MEXICO CITY — Last week, Alejandro Rojas and Layda Sansores were obscure ruling party legislators. Over the weekend, they became national heroes.
And this week, they may well become political martyrs--expelled from the powerful Institutional Revolutionary Party, known as the PRI, for a serious breach of discipline. They were the only PRI members in Congress to break ranks and vote against an unpopular increase in the sales tax.
Their stance has created a dilemma for the nation's long-ruling party, which is trying to project a more democratic image, both for itself and for Mexico.

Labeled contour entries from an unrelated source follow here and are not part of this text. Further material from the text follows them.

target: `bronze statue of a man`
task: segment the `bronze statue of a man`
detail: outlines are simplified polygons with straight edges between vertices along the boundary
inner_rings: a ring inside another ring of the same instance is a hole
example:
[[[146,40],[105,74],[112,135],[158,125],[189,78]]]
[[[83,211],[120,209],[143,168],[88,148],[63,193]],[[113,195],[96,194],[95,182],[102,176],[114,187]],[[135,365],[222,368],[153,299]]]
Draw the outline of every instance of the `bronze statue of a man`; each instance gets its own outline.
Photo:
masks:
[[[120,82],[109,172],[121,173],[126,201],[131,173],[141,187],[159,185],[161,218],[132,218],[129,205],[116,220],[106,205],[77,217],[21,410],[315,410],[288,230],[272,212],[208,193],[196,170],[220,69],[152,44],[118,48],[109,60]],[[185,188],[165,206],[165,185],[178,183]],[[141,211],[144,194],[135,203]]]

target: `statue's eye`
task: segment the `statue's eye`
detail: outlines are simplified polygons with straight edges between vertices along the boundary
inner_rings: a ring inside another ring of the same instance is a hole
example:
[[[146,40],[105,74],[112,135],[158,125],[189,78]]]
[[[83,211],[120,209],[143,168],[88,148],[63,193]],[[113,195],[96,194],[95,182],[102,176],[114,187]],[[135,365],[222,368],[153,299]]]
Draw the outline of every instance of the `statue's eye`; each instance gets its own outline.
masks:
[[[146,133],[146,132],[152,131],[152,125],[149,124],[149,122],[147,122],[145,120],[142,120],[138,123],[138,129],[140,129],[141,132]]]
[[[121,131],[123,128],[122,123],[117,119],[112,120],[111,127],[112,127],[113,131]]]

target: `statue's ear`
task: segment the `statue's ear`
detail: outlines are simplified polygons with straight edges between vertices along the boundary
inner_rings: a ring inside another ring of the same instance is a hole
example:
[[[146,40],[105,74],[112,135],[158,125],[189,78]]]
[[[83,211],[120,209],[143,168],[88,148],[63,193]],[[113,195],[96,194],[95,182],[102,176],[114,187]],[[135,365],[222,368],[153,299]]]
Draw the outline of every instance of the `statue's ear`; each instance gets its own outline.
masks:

At the same time, the party is committed to supporting President Ernesto Zedillo's tough austerity measures aimed at stabilizing an economy shaken to its foundations by a crisis that has cut the value of the peso almost in half since December.
The most unpopular of those measures is a proposal to increase the sales tax to 15% from 10%. Business and grass-roots consumer groups have been equally opposed, for once uniting opposition parties on the left and right.
Even some PRI legislators who represent labor interests had threatened to vote against the measure, fueling speculation that Zedillo might become the first Mexican president in more than six decades to have a bill defeated in Congress.
But when the Chamber of Deputies voted Friday, the only nay vote from the PRI benches came from Rojas. In the Senate on Saturday, Sansores followed him, explaining, "I vote against a sales tax increase which has received an unprecedented rejection from a society battered by recent political and economic events."
By that time, the majority leader in the Chamber of Deputies, Humberto Roque, was already circulating a petition among the pro-labor legislators asking for Rojas' expulsion from the PRI.
The sales tax measure passed along party lines in both houses of Congress and will take effect April 1. But the dissent by Rojas and Sansores still caused a furor.
Rojas said he voted against the sales tax increase because it will harm his constituents, an argument that would be completely understandable in the U.S. Congress.
But in Mexico, Rojas and Sansores violated one of the most important unwritten rules of politics.
"The PRI is a party comprised of many diverse interests," one longtime member and former deputy said. "There is ample room for discussion inside the party. But once a decision is made, it is the responsibility of every member to support it."